Plotagraph appealed to the US Court of Appeals for the Federal Circuit, but Judge Lee Rosenthal upheld this decision on January 22, 2024, agreeing that the patent claims focused on an abstract idea without a sufficient inventive concept.

How Lightricks won

Robert Greeson—co-head of the Dallas Intellectual Property Group at global law firm Norton Rose Fulbright—led the trial team for Lightricks. He tells WIPRhow the team achieved this victory for their client.

WIPR: What was the trial team’s strategy and why did it lead to your success?

RG: “Our strategy was to focus the court on the abstract nature of the claims. The parties argued over how the claims should be characterised for the purposes of Alice Step 1 [to determine whether the claims are “directed to a patent-ineligible concept”, such as an abstract idea.]

“Here, we argued that the claims—consistent with the patents themselves and the plaintiffs’ allegations in the complaint—were merely directed to the abstract idea of ‘digital animation’.

“We also emphasised that the claims did not improve computer functionality itself, but rather used a generic computer as a tool to perform animation more efficiently.

“Federal Circuit case law supported our position insomuch as it has held that the mere process of automation, or making a known process more efficient, does not impart eligibility.”

What did you find most interesting about this case?

“I found the analysis of eligibility versus ineligibility interesting in the context of digital animation and image editing technology.

“The claims here fell short because they were specified at a high level of generality rather than being directed to a specific technological improvement.

“But technology in this industry continues to rapidly advance, so patent owners should focus claims on those concrete advancements.”

Did Plotagraph present any obstacles that were particularly challenging to overcome?

“The main challenge on appeal was overcoming the plaintiffs’ conclusory assertions of eligibility and arguments that the patents’ claims satisfied Alice Step 2 [the requirement to prove an ‘inventive concept’].

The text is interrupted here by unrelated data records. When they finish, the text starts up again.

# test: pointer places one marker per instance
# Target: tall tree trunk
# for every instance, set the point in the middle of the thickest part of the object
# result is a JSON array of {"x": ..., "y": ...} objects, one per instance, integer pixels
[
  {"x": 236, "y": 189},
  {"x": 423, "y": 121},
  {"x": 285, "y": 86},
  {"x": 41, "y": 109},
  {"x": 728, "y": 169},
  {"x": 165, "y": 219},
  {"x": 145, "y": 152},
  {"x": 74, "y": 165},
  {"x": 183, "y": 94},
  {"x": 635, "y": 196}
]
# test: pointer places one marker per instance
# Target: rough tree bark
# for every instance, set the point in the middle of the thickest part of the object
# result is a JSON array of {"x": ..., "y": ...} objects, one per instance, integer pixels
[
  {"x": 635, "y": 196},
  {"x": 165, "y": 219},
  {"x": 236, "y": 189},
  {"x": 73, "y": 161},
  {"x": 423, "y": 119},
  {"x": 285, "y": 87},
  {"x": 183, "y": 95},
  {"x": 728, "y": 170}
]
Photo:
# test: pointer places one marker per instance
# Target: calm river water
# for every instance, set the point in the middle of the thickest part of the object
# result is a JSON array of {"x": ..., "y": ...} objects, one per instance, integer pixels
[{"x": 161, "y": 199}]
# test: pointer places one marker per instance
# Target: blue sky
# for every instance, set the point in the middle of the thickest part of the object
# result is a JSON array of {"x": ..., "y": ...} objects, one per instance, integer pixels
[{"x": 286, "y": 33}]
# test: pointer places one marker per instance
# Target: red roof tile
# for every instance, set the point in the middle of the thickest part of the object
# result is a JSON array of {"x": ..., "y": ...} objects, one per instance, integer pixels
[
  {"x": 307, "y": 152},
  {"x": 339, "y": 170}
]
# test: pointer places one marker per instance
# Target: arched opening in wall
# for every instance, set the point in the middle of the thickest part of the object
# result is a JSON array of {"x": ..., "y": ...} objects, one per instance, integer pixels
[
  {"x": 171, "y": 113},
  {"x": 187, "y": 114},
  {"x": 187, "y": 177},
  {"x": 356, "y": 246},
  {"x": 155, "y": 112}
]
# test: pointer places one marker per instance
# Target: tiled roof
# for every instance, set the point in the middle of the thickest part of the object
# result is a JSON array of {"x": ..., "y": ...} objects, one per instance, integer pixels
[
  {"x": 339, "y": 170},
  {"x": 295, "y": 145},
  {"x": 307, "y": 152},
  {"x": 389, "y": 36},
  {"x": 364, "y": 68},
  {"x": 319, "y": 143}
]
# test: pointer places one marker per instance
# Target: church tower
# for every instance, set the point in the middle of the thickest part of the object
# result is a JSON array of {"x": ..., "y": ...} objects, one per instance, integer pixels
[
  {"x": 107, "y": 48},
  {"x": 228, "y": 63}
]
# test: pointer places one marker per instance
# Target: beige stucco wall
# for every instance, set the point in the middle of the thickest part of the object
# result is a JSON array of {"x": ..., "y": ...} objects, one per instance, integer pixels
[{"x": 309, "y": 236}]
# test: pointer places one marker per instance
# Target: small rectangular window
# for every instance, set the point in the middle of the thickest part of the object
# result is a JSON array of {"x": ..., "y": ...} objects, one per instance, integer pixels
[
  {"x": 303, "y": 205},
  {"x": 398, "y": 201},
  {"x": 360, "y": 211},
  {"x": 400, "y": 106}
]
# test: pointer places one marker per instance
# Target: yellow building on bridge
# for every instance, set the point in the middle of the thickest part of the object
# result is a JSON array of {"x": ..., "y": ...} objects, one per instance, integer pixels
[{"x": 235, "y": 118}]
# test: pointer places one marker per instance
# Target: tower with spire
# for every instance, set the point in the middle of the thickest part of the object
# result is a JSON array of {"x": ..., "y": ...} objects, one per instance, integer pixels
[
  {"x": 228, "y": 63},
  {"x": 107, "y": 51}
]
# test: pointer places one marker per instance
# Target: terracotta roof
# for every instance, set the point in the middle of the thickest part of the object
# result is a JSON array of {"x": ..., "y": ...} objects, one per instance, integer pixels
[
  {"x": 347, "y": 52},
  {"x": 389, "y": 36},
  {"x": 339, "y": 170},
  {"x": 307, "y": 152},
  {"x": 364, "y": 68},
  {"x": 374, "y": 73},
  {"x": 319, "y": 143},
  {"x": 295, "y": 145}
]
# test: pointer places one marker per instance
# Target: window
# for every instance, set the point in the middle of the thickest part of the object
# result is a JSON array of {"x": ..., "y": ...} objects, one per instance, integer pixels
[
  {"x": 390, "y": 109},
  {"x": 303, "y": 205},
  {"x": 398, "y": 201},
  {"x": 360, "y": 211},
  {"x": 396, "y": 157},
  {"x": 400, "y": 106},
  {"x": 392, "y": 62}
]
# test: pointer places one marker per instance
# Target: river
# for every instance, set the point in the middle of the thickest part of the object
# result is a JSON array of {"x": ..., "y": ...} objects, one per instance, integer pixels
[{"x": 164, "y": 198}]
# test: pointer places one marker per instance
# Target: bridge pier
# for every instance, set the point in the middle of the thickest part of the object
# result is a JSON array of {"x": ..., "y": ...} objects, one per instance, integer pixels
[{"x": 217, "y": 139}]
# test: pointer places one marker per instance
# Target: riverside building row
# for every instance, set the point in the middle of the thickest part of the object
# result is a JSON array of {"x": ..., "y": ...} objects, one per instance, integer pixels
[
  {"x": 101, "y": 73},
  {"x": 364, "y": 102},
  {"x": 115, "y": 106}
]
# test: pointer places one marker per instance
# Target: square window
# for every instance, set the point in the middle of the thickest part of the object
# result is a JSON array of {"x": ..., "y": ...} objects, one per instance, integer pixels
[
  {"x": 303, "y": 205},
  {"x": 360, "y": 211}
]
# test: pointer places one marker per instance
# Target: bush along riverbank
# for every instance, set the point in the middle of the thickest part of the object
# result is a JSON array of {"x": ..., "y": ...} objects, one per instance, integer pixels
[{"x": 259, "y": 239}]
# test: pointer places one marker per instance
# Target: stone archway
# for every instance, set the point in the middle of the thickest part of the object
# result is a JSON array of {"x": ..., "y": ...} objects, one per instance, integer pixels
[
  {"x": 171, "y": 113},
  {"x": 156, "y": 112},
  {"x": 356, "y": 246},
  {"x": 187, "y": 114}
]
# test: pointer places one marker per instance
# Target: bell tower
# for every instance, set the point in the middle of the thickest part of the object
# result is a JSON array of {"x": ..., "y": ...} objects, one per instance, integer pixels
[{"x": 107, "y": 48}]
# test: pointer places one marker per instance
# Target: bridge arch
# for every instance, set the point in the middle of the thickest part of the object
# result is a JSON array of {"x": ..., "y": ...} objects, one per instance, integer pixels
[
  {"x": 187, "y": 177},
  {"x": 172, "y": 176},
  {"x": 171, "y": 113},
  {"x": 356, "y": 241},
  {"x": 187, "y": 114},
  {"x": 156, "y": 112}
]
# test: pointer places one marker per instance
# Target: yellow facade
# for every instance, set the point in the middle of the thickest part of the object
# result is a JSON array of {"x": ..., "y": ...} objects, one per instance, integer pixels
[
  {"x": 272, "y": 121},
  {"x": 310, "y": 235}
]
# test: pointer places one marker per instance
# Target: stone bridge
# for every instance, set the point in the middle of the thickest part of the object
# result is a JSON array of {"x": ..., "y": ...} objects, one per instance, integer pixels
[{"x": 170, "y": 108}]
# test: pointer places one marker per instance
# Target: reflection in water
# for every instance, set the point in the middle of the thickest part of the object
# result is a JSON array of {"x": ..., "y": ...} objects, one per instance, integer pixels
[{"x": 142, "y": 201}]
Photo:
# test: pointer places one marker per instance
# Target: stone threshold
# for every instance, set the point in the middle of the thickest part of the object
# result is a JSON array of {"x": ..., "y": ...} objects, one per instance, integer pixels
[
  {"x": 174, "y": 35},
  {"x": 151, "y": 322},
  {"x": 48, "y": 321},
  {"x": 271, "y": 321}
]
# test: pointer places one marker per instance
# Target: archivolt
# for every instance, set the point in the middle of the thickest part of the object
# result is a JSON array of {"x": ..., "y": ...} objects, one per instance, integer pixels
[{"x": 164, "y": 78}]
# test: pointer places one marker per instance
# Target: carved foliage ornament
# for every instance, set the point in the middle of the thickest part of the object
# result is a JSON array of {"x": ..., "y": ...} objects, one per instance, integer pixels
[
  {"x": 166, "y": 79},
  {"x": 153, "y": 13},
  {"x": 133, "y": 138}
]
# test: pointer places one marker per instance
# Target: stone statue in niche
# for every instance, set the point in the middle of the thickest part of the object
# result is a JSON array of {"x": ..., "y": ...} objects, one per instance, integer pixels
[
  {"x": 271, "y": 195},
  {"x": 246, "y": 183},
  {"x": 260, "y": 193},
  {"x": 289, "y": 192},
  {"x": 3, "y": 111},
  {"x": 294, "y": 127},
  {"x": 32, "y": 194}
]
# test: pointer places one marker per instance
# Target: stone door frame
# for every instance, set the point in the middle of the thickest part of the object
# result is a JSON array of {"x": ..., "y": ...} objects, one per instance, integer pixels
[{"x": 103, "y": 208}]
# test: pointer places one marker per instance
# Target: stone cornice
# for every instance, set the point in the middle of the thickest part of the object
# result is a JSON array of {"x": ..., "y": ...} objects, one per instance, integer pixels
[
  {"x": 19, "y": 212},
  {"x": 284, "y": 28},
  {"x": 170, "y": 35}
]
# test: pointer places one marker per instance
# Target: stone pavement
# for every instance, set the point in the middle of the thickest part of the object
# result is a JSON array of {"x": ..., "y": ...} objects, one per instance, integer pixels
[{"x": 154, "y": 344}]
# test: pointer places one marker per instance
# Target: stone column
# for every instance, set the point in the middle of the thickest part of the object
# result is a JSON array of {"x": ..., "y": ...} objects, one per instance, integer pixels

“But here, the plaintiffs could not show that the claims offered ‘something more’ to confer eligibility to an otherwise abstract idea.

“I think this is the correct result because, as both courts noted, the claims included a preamble, a series of preparatory steps performed by a human on a generic GUI [graphical user interface] and then an ‘animation’ step.

“However, the final animation step included no ‘hook’ that the court could find offered something more.”

What are the most important aspects of protecting digital technology IP?

“Key aspects in protecting digital IP include: focusing the claims on discrete technological improvements disclosed in the specification; avoiding merely claiming automation of a manual process using generic computer components; and substantiating eligibility at the pleading stage with plausible allegations rather than relying on conclusory statements.

“The fast pace of advancement in digital technology raises difficult questions, but following Federal Circuit precedent provides guidance.”

Robert Greeson’s co-counsel for Lightricks at Norton Rose Fulbright were Stephanie DeBrow and Peter Hillegas (Austin); Erik Janitens (Houston); and Taylor Shields (Denver).

The case is Plotagraph v Lightricks, 4:21-cv-03873.

The patents at issue were US patents 10,346,017; 10,558,342; 10,621,469; 11,182,641; and 11,301,119.